« Je suis tombée amoureuse des bisons. C’est un animal rustique qui tolère bien notre climat. Et sa viande maigre et très protéinée se démarque de celle du bœuf », explique Anouk Caron. L’éleveuse, jeune trentenaire, agronome, caresse depuis dix ans le rêve d’élever l’animal emblématique qui jadis peuplait par dizaines de milliers les plaines de l’ouest du Canada et des États-Unis, avant d’être presque exterminé sous les balles de la génération du tristement célèbre Buffalo Bill.
Des prix à l’hectare prohibitifs
Mais trouver une terre à un prix rentable pour les quelque 2 000 jeunes agriculteurs ou agricultrices est presque mission impossible dans la province du Québec. Le prix du foncier agricole cultivable a augmenté de près de 300 % au cours de la dernière décennie. La valeur moyenne des terres en culture était de 28 545 $ par hectare (19 000 €/ha) en 2021, certaines atteignant 73 000 $ par hectare (53 000 €/ha) dans les régions les plus productives. Aussi se lancer en agriculture relève presque du miracle si vous n’êtes pas fils ou fille d’agriculteurs et que vos parents ne vous aident pas généreusement à vous établir. C’est le cas d’Anouk Caron dont les parents ne sont pas agriculteurs.
« Je cherchais une terre d’une centaine d’acres pour démarrer mon projet d’élevage. À chaque occasion, elle me filait entre les doigts, soit parce qu’une personne plus fortunée raflait la mise soit parce qu’elle était vendue de bouche à oreille. » Ce sont pourtant ses parents qui sont venus à sa rescousse en achetant en 2022 une terre de 23 acres (9 hectares) à Saint-Herménégilde, une petite municipalité située à moins de deux cents kilomètres de Montréal. Et au mois de juillet dernier, les premiers bisons, dix femelles et dix mâles, sont arrivés à la ferme.
Adapter les projets
« J’ai dû rapetisser mon projet d’élevage, mais je suis chanceuse de pouvoir louer la terre à mes parents, car le danger avec la location est d’investir temps, énergie et argent, avant qu’un propriétaire vous montre la porte » poursuit celle qui vient d’investir 40 000 $ en clôtures. Malgré leur poids de 340 kg, les bisonnes peuvent sauter des clôtures de près de deux mètres. Quant aux mâles, leur poids peut atteindre plus de 900 kg.

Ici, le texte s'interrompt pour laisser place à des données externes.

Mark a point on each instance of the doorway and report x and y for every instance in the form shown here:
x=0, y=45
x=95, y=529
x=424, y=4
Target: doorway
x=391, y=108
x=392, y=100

La relève agricole a accès à différents programmes de financement pour s’établir, incluant celui de louer et de racheter une terre au prix coûtant dans quinze ans. Mais en 2023, le fait est que les jeunes agriculteurs ne peuvent plus payer leur principal outil de production : la terre. En juin dernier, le ministre de l’Agriculture, des Pêcheries et de l’Alimentation du Québec (Mapaq), André Lamontagne, a lancé une vaste consultation sur l’avenir et l’occupation du territoire agricole, incluant les causes et les possibles remèdes à l’explosion du coût du foncier nourricier. Pour Anouk Caron, si la tendance se maintient, le rêve d’être propriétaire d’une terre demeurera hors de portée.